Risikofreudige Stimmung belastet sichere Häfen
"Die verbesserte Stimmung hat in den letzten 24 Stunden auf den Dollar gedrückt, wobei gestern im G10 nur der Yen eine noch schlechtere Entwicklung verzeichnete (mehr dazu im JPY-Abschnitt unten). Auch die Moderation der Ölpreise spielt eine Rolle, da die Märkte keinen Grund sehen, eine Eskalation der geopolitischen Lage einzupreisen."
"Die Wahrscheinlichkeit eines US-Angriffs auf den Iran bis Ende März – laut Polymarket der zuletzt genaueste Treiber der Ölpreise – ist seit einigen Tagen stabil bei etwa 60%. In diesem Stadium erscheint eine Eskalation dort als der plausibelste Auslöser für eine breitere Dollar-Rally, angesichts der beruhigenden Nvidia-Ergebnisse und des Mangels an wichtigen Datenveröffentlichungen."
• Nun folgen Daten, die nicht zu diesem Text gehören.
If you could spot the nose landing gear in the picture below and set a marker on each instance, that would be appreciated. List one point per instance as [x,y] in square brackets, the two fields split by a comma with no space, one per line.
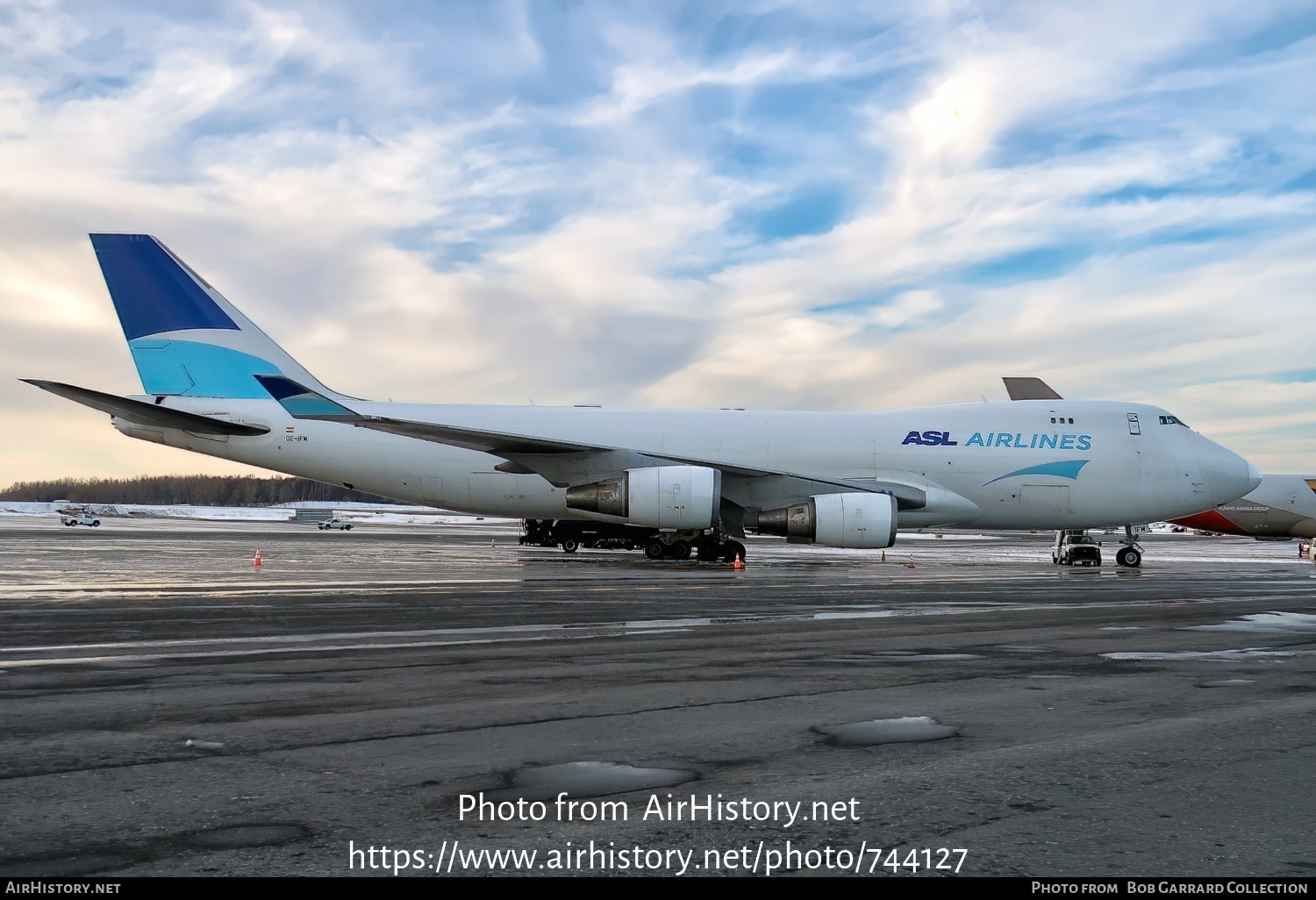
[1131,554]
"Insgesamt könnten wir heute eine gewisse Stabilisierung beim Dollar sehen, auch wenn einige Abwärtsrisiken bestehen bleiben, da der positive Spillover-Effekt der Nvidia-Gewinne die Märkte noch etwas länger von defensiven Währungen fernhalten könnte."
(Dieser Artikel wurde mit Hilfe eines KI-Tools erstellt und von einem Redakteur überprüft.)